Top 10 Books of 2018

I’ve been in a reading malaise for a while now, and due to some things going on in my personal life, when I have been reading it’s mostly been self-help books which is sort of embarrassing but helpful to me. However, I’m not going to talk about those here! These are the stories that have provoked thought, brought me joy, surprised and delighted me this year.

Contemporary Fiction

Jenny Ackland’s Little Gods is a feisty and poignant coming of age tale of a girl who is determined to find out the tragic secret in her family’s past, no matter what the cost. My heart was in my mouth throughout this book and I cried a number of times. But I also laughed a lot and it evoked intense childhood memories.

Jesmyn Ward’s Sing, Unburied, Sing, is a devastating exploration of what it’s like to grow up poor and black in contemporary America, but also how family and a connection to roots might save people. Not an easy read but a very worthwhile one. 

Sally Rooney’s Normal People is an intensely observed exploration of the relationship between one very damaged young woman and her first love. It is frank and sometimes shocking, tender and excoriating, and incredibly psychologically perceptive. It blew my little head clean off. 

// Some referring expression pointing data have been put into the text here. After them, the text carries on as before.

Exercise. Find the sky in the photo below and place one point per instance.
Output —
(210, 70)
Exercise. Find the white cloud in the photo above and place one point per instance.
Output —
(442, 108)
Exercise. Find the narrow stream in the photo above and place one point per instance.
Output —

Weird Books that Defy Categorisation

The Drover’s Wives by Ryan O’Neill is a collection of 99 re-tellings of the classic Australian short story, in forms such as a Year 8 essay, a crossword puzzle, a sporting commentary etc. O’Neill’s experimentations with form are both hilarious and insightful. A true delight.

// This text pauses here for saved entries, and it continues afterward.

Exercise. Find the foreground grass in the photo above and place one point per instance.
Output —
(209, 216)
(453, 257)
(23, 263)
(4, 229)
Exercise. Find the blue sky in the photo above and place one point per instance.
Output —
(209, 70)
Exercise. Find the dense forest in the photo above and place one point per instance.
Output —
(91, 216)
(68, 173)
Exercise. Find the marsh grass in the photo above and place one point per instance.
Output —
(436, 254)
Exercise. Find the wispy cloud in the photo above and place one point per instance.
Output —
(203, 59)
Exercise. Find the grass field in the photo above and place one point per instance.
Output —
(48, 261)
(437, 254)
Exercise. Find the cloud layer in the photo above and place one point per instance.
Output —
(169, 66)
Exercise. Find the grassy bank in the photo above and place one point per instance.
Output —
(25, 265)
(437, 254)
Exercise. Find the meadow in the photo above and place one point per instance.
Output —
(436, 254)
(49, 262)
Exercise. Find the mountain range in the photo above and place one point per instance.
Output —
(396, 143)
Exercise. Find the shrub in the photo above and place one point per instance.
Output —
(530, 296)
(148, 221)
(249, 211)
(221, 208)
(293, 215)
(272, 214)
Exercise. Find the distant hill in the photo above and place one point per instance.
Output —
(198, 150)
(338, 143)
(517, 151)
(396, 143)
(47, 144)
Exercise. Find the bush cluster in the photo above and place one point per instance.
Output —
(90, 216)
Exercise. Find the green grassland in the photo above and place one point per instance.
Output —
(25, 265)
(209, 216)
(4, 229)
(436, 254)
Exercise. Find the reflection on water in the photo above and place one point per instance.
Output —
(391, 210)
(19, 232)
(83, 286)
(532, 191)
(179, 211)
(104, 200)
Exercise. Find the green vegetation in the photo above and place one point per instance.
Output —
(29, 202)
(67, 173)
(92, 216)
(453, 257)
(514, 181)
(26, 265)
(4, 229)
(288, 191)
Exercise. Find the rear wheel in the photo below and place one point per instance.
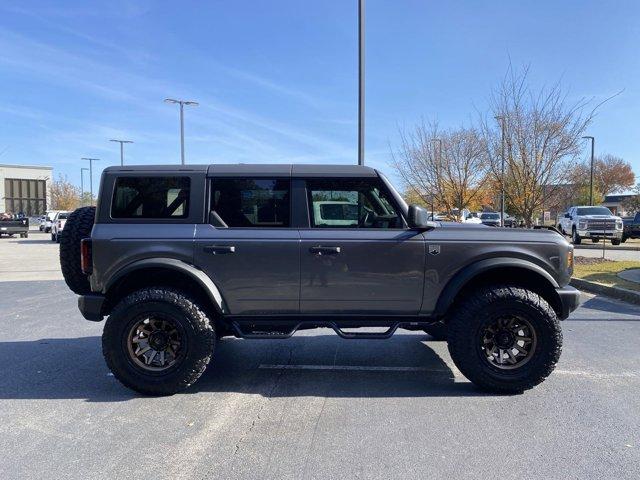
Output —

If you have read Hanya Yanagihara’s A Little Life, you might think her first novel The People in the Trees was written by an entirely different author, so different are the two books. This one is a sort of fake ethnography of a made-up tribe who possess the secret to immortality, written by an unreliable narrator. Intriguing.

I’m late to this but I was so deeply moved by Heather Rose’s The Museum of Modern Love—a profound investigation into the nature of love and the meaning of art.

Speculative Fiction

I had the somewhat intimidating pleasure of interviewing the brilliant Cory Doctorow about his latest novel Walkaway for this year’s Perth Writers Festival. This book is jam-packed with ideas about possible futures and it’s also very plotty and witty. 

Ann Leckie’s Ancillary Justice swept the board when it comes to sci-fi awards. It is a complex subtle narrative about machine intelligence and love between alien species and possibly some other things that went over my head. For the brainiacs.  

Short Stories

I am one of those annoying people who has trouble with short story collections so when my friend chose Carmen Maria Machado’s Her Body & Other Parties for book club I was not thrilled. But when I read the stories I was deeply thrilled. They straddle the contemporary and the archetypal so cleverly, and with feeling as well as great intellect. Powerful and moving. 

Children’s Books

It is rare for me to include a kids’ book on my year end list, and this one is almost 30 years old now, but I started reading Phillip Pullman’s Northern Lights to my son and was utterly transfixed by its inventiveness and the characters, who were so alive and important to me. 

Diversity Accountability

8 books by women, 3 books by people of colour.